つまり、糖尿病が発病すると、各臓器だけでなく手足の指先(末端)が大いに弱まる。特に足は要注意だ。嫌われ者の水虫に掛かり易くなるのは勿論、悪化すれば感覚が鈍り、画鋲を踏んでも感じなくなる、と言うことにもなってしまう。
だから病院では、手足のお手入れについて、くどいくらい説明をする。お風呂に入ったら良く洗い、上がったら指の間が湿らない様、良く拭くこと! とか、靴は履く前に良く点検し、小石などが入っていないか確かめること! などなど。そして毎日、足を良く見て、異常が無いか確認するのを忘れないこと、と強く言われた。

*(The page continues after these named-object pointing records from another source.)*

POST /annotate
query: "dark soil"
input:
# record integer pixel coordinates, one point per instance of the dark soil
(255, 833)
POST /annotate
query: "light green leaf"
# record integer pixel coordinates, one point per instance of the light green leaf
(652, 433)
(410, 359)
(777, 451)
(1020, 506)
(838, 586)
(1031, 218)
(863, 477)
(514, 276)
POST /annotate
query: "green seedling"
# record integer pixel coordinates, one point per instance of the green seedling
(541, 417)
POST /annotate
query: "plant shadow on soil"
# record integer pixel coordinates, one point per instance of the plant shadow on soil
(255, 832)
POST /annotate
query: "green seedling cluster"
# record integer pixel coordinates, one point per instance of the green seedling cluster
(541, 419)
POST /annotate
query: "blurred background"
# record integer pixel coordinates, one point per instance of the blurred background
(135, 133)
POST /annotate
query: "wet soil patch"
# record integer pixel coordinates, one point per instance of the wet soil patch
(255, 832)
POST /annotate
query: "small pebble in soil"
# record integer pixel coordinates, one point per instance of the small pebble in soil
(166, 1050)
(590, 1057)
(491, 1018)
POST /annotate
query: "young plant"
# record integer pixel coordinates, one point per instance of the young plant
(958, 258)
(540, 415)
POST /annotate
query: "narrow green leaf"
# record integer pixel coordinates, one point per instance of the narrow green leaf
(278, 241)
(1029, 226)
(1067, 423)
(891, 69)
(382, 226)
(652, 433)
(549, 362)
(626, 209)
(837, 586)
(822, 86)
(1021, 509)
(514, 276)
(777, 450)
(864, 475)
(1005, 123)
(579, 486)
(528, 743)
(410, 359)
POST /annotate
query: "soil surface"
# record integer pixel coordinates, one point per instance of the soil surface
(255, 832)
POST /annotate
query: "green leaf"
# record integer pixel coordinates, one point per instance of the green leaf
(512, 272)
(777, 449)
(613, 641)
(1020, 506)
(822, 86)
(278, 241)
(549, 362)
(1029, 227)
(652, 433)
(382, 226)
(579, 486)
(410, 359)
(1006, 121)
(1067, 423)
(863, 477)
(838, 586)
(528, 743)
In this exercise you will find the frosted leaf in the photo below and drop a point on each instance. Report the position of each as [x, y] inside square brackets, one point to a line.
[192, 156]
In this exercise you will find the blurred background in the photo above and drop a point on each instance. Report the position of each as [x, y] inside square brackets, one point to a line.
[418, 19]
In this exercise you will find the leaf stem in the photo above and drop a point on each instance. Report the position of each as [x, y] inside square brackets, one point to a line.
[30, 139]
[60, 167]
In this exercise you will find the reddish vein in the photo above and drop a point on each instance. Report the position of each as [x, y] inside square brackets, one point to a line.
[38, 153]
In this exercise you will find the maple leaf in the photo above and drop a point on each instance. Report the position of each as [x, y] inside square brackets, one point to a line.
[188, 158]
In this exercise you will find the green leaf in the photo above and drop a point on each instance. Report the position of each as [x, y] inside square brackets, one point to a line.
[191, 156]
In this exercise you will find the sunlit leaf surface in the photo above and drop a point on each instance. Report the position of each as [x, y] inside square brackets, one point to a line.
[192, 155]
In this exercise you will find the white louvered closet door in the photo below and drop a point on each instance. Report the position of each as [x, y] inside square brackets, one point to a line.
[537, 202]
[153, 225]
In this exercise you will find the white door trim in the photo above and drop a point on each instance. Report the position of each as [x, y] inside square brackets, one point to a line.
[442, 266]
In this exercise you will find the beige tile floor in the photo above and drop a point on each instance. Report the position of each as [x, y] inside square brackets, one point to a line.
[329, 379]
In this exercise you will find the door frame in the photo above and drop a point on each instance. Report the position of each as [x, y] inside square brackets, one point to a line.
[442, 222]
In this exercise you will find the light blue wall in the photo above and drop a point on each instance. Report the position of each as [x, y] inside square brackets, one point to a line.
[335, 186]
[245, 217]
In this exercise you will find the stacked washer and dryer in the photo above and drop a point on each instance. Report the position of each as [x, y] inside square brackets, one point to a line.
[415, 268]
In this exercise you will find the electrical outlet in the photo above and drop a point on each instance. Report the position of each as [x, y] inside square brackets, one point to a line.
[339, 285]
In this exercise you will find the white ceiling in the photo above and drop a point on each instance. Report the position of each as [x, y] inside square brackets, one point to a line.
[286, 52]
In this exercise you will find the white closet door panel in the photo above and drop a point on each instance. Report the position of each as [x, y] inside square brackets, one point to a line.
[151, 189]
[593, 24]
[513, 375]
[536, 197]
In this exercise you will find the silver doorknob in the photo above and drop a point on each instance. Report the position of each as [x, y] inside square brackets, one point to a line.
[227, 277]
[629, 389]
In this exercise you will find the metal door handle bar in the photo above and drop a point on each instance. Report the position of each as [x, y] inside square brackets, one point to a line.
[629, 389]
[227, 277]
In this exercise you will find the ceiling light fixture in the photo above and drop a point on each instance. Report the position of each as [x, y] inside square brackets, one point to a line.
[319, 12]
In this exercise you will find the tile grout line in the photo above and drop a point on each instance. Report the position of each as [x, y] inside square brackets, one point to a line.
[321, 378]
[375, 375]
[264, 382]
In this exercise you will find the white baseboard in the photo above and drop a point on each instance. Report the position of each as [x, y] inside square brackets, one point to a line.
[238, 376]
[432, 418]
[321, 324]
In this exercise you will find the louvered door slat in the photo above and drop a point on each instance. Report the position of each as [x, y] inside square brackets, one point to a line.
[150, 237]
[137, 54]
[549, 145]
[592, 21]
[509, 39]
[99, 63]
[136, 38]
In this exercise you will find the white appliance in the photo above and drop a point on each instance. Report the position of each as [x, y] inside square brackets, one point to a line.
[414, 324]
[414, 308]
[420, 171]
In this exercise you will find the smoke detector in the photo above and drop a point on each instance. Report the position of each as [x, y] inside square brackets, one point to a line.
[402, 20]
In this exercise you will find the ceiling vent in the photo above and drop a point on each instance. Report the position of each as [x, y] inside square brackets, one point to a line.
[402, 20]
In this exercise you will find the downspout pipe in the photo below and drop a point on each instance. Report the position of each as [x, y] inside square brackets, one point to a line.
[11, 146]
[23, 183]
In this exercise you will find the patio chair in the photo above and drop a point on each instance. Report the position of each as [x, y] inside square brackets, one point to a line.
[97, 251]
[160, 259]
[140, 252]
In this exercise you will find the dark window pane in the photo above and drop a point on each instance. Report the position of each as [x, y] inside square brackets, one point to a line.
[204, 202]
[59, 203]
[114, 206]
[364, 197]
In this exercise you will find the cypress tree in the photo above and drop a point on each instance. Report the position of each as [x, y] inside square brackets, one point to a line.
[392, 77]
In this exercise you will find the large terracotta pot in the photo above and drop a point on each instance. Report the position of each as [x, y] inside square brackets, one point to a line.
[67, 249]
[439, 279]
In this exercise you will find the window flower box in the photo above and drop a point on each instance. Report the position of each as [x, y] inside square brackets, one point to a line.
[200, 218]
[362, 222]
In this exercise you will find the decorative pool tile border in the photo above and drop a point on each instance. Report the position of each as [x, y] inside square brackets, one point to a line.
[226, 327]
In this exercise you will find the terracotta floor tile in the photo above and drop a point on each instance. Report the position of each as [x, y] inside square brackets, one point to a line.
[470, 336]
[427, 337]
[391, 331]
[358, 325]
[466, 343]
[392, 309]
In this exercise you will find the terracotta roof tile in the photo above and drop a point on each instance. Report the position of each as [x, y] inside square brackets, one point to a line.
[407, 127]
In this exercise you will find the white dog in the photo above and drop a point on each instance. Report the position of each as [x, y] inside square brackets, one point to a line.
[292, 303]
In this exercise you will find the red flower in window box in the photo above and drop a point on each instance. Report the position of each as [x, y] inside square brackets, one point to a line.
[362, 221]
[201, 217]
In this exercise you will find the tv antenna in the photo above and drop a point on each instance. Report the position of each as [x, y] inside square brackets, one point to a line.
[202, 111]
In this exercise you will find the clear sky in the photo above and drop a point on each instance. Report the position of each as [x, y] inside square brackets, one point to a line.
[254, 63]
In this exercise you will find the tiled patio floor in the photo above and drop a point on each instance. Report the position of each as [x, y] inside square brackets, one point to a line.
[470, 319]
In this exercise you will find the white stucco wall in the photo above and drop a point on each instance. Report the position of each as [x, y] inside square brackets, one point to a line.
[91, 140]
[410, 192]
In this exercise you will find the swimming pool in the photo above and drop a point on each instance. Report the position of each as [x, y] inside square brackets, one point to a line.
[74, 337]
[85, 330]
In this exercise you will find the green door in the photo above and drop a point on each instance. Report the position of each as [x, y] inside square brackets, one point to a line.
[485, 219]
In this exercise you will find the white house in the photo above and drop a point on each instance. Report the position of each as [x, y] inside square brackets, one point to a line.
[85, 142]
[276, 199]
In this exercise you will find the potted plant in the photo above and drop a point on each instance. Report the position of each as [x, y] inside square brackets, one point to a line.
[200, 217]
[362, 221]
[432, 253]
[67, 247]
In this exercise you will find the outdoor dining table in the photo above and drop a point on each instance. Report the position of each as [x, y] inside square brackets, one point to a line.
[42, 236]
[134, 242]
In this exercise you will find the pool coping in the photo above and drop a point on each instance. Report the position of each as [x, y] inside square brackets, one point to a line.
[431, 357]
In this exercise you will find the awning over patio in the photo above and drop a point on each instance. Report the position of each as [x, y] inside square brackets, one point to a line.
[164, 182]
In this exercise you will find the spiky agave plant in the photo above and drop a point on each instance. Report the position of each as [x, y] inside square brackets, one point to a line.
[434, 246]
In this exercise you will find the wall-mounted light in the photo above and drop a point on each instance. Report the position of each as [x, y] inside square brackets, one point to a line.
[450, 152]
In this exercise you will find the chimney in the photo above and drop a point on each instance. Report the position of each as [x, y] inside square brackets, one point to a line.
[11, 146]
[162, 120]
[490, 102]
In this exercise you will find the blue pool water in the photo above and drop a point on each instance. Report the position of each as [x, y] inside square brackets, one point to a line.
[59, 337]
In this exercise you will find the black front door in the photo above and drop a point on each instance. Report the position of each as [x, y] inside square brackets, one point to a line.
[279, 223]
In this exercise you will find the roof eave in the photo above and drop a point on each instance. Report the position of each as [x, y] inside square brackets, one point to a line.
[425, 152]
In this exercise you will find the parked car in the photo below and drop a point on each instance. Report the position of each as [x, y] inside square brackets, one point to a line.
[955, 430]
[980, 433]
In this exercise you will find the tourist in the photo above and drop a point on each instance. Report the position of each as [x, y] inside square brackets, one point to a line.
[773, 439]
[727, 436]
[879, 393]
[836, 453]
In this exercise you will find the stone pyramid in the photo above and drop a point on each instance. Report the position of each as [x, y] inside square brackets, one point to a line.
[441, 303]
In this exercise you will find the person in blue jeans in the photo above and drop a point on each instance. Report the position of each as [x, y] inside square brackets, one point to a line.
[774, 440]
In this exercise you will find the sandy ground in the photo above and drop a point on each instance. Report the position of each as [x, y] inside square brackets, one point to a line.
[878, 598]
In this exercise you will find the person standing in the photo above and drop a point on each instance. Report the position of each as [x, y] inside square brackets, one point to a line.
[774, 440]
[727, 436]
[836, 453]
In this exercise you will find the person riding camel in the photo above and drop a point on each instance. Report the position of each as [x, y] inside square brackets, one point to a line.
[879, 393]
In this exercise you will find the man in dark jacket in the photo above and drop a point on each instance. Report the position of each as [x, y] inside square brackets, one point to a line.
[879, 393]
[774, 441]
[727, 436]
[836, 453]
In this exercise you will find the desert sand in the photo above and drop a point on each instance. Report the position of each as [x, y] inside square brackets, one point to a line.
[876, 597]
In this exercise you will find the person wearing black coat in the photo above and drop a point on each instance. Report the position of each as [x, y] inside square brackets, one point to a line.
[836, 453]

中でも爪の切り方の講義は印象に残っている。元来、巻き爪(特に足の指はひどい)の私は、必要以上の深爪が癖になっており、深爪しないと、どうも気持ち良くない。しかし、深爪は雑菌が入り易く、糖尿病には厳禁なのである。
理想の爪は角切りアンチャン?!
爪切りの基本は、丸く切らないこと。要は雑菌の入り易い両サイドの"際"はなるべく残し、指に対して水平に、見た目"四角"に切ることを理想とする。爪切りは自然に身に付くもので、他人からとやかく言われるものではない、と思っていた私にとって、爪切りに良し悪しがあると言う事実は、すこぶるカルチャーショックだった。
最も、指先を清潔に保つことは色々な意味で身体のために良いことは、言うまでもない。チョイトそこのおねいさん、マニキュアやペディキュアする時は、指先に異常がないか良く見て頂戴ね。糖尿病になったらアンタ、スラリと美しく伸びた爪が角刈りのアンチャンみたいになっちゃうゾ!